“There’s more to buyer motivation than marketers realize.”
Q: What are some of the factors that influence buyer behavior?
A: Some decisions can be made quickly with relatively low-risk. Buying a car or computer, for example, requires some additional insight–research that works to develop a stronger emotional connection and therefore producing greater justification for buying it. A new car is like a marriage–fully involved with the prospects of a long-term, push-pull relationship (so as long as you both take care of each other). There’s more to buyer motivation than marketers realize.
Q: What motivates you as a consumer to purchase certain products?
A: Assuming that certain products are those that require a greater level of involvement, there are several factors beyond how I feel about or trust the brand. So while the brand is certainly important, which helps to boost enthusiasm and desire, it is not the final determinant. If any mental images invoke negative feelings, I walk away.

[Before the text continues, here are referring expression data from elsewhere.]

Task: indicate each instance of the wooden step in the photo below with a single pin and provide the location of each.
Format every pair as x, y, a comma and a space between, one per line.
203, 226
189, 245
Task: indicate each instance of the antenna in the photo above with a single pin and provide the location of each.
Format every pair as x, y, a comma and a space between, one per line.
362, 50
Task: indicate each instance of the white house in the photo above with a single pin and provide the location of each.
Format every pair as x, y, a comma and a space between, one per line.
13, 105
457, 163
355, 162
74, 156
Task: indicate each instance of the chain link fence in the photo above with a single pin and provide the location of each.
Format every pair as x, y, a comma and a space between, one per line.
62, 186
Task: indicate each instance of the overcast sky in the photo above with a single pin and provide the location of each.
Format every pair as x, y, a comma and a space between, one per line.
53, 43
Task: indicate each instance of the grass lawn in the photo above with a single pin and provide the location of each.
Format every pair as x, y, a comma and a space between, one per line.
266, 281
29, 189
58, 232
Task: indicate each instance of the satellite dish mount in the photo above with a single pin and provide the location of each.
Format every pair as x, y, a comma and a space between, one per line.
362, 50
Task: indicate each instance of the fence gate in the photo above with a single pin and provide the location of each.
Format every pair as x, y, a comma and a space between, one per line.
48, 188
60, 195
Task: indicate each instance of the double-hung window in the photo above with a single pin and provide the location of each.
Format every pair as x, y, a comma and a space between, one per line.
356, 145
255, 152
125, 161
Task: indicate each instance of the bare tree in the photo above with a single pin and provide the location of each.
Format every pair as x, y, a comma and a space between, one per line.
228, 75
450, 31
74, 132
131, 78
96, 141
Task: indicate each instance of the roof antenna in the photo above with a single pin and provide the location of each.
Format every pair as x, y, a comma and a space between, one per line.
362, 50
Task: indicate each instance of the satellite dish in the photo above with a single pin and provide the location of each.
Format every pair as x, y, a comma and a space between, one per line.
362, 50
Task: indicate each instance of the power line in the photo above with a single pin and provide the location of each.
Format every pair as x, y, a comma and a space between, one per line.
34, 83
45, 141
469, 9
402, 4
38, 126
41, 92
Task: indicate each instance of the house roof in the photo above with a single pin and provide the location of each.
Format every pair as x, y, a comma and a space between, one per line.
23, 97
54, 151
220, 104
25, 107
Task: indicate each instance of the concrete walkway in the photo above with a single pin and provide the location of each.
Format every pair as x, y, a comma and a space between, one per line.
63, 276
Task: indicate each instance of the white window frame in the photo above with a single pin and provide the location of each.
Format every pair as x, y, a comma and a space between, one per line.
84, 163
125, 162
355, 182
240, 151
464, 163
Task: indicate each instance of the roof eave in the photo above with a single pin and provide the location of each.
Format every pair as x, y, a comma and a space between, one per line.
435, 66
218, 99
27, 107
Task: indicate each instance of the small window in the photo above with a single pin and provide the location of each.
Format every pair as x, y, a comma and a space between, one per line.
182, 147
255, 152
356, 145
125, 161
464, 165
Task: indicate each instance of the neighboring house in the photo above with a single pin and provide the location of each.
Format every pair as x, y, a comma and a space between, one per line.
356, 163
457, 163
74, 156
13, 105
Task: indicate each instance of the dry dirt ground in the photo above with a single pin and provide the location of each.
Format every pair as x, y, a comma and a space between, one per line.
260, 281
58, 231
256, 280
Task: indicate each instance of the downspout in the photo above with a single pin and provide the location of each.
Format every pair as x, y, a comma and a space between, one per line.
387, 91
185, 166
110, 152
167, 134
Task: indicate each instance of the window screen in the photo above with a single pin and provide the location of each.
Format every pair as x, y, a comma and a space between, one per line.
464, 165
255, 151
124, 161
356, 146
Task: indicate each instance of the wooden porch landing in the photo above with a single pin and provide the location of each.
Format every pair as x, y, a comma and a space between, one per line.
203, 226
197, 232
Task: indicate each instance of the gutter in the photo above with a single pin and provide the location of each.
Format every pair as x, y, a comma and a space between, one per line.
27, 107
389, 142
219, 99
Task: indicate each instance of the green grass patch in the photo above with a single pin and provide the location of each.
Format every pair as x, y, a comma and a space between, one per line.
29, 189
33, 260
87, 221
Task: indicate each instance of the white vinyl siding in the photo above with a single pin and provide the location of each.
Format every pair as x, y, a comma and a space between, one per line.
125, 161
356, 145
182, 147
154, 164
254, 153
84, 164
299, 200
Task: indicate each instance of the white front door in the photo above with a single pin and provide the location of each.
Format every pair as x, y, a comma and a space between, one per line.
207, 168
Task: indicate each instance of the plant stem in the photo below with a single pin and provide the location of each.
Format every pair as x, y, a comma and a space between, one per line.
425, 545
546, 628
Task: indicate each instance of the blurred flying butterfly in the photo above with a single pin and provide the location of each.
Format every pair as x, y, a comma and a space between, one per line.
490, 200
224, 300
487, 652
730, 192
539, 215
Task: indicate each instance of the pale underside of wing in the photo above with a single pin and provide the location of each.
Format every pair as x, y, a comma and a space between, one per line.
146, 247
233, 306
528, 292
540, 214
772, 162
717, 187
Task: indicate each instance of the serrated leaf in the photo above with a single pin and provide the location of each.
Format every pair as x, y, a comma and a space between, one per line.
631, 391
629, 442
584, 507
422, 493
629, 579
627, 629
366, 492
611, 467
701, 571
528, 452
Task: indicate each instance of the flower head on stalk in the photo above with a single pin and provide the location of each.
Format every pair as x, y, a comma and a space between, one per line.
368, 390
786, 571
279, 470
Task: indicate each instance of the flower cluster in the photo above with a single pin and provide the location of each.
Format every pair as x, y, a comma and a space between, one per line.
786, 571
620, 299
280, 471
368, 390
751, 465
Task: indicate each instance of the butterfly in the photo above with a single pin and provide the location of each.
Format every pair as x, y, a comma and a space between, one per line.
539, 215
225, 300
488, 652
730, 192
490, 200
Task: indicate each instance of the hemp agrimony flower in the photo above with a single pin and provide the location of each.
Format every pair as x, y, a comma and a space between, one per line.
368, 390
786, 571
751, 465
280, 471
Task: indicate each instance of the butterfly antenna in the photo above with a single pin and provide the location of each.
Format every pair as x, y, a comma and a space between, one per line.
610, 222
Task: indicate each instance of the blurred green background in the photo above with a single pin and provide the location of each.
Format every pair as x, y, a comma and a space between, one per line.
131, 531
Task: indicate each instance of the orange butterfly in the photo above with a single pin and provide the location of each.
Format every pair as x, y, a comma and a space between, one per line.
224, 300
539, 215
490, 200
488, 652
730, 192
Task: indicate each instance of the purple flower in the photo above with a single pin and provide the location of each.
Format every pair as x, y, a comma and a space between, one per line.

If costs are less a concern, such as a pair of Bluetooth headphones for twelve bucks on eBay, the risk is lower and trial comes easier. If those headphones happen to last just one year, then it was still a good decision overall, where the low cost allows room for guilt-free experimentation of an unknown, China-made brand. Besides, I’m never one to buy a $200 pair of Oakley sunglasses even if I have a $1,000 burning in my wallet. More often, the cost/benefit side of the equation guides the decision using logic, overriding any emotional attachment, or impulsive feelings. Do I really need those sunglasses knowing I will break them or lose them just the same?
Q: How do you assess value?
A: Ads and brand messages are less important to me versus having the wisdom as to whether or not a product will last or function as desired. I may recall the company’s ad or tagline as I ponder a purchase and perhaps even sing the song and do a little dance if no one is looking, but will quickly determine if the brand and its multi-million dollar jingle bear any relevance to my decision. Therefore, consumer trial is a good teacher of emotional separation and buyer comfort, ensuring that the motivation is not whimsical and certainly not because the brand message was cool with a popular celebrity. Perhaps I’m just getting old and I see right through most of it like wet unbranded tissue.
Q: Where do you go for consumer info or insights?
A: Today, we have a good supply of sources that can help make trust evaluations sounder. Websites like Yelp (for services), Glassdoor (for jobs), Reddit (for various conversations) and Consumer Reports, FTC, or BBB (for business practice and product performance data), all provide an inside look into brands and service models, while there are endless sites, social media channels, and blogs for electronics, cars, and other durable goods that assess and publish research findings and customer value scores. And through a collective effort of consumer data input, we can see how many stars or negative reviews a product receives before committing to a purchase. This helps us to break through the hype and celebrity sponsors, making this part of the information age very powerful for consumers.
Q: Is there such a thing as a low- or high-value perception market?
A: Similar is the rating systems for watching a movie or trying a new recipe, we look to the opinions of others to guide our decisions, potentially becoming a 4-stars-and-up crowd. Perhaps this dynamic could be your new market segment, those who are unwilling to take risks where the value is perceived too low. On the other hand, 3-stars may be sufficient for others and maybe a good target segment for dollar-value marketing or private label sales strategies, where costs are low enough that the perception of value is thereby restored. So, yes.